L’autre jour, j’ai reçu un message d’une cliente que j’estime beaucoup. Elle me disait trouver étrange, presque choquant, de pouvoir acheter un pain artisanal et bio à l’aide de « Coins » sponsorisés par une caisse maladie dont les cadres touchent des salaires extravagants, alors même que les primes augmentent sans cesse.
« Quel monde absurde », ajoutait-elle.
Elle a raison. C’est absurde, et profondément ironique.
Une caisse maladie qui subventionne du pain au levain pour « promouvoir la santé », alors que tout son modèle repose sur la gestion de la maladie.
Notre système se dit « de santé », mais il fonctionne avant tout comme une industrie de la maladie. Il soigne plus qu’il ne prévient parce que la maladie rapporte davantage que la santé. Il finance la publicité plutôt que la culture du bien-vivre, et pendant qu’on parle de bien-être les primes s’envolent, la société s’épuise.
Dans le même mouvement, on entretient l’illusion qu’il existe encore des milliers d’artisans qui produisent des aliments sains, enracinés et justes. C’est faux ou presque, les vrais artisans sont en voie d’extinction. Ils ont été broyés par un système qui érige la performance en vertu par la vitesse, la standardisation, la dépendance aux volumes et aux machines. Beaucoup sont aujourd’hui de petits industriels qui s’ignorent, pris dans des contraintes économiques qui les empêchent de rester libres. Ces mêmes contraintes finissent toujours par se traduire en perte d’emplois stables, perte de savoir-faire, perte de qualité, surtout nutritionnelle.
Ce sera sans doute le sujet d’un prochain billet, car il mérite à lui seul qu’on s’y arrête.
L’environnement en offre l’exemple le plus criant. On extrait, on concentre, on mondialise, on détruit des écosystèmes entiers pour fabriquer et transporter à moindre coût, puis on s’indigne. On finance la dépollution, on invente de nouvelles technologies pour compenser les dégâts, et chaque réparation devient une source de croissance supplémentaire. Le PIB s’en porte à merveille mais le monde vivant, lui, s’effondre.

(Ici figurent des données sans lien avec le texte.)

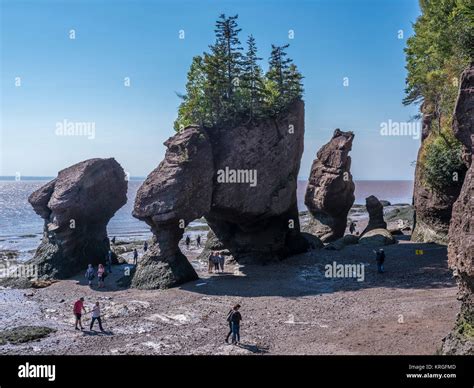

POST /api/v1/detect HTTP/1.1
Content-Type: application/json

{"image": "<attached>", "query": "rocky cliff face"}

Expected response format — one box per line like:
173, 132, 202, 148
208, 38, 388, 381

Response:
443, 63, 474, 354
411, 108, 460, 245
133, 101, 308, 288
132, 127, 214, 289
28, 158, 127, 278
362, 195, 387, 235
305, 129, 355, 242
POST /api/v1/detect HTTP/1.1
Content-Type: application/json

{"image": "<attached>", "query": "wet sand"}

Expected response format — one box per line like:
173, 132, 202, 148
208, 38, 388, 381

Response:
0, 233, 459, 355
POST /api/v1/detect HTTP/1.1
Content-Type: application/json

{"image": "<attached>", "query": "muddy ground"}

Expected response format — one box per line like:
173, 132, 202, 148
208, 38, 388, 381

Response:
0, 233, 459, 355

Alors oui, lorsqu’une caisse maladie propose de « soutenir la santé » en subventionnant un peu de pain au levain, le paradoxe me fait sourire mais pas seulement. J’y vois une occasion, minuscule mais réelle, de ramener un peu de cet argent du côté du tangible. De le faire revenir vers la terre, le levain, les mains qui travaillent. Si ce qui est prélevé sur les citoyens captifs peut, ne serait-ce qu’un instant, revenir au vivant, alors autant que ce soit par un aliment aussi symbolique que le pain. Parce que la vraie santé commence bien avant la maladie. Elle naît dans ce qu’on mange, dans ce qu’on respire, dans le soin que l’on porte au monde autour de soi. Tant que nous continuerons à appeler « santé » un système qui vit de la maladie, et « croissance » un modèle qui se nourrit de destruction, il sera difficile de guérir collectivement.
Peut-être qu’en revenant à la simplicité d’un pain au levain, on retrouve un peu de cette vérité première : celle d’un vivant qui se nourrit du vivant, sans promesse, sans illusion, et sans marketing (quoi que…). Ce billet inaugure la série « Bon à savoir », un espace de réflexion sur ce qui relie l’alimentation, la santé et l’environnement.
On y parlera de pain, bien sûr, mais aussi d’économie, de politique, de technique, de ce que la modernité a perdu en chemin et de ce que nous pouvons encore reconstruire à échelle humaine.
Chaque texte partira d’une expérience vécue, d’un fait concret, pour interroger ce qu’il dit de notre époque et de la manière dont nous choisissons (ou pas) de vivre.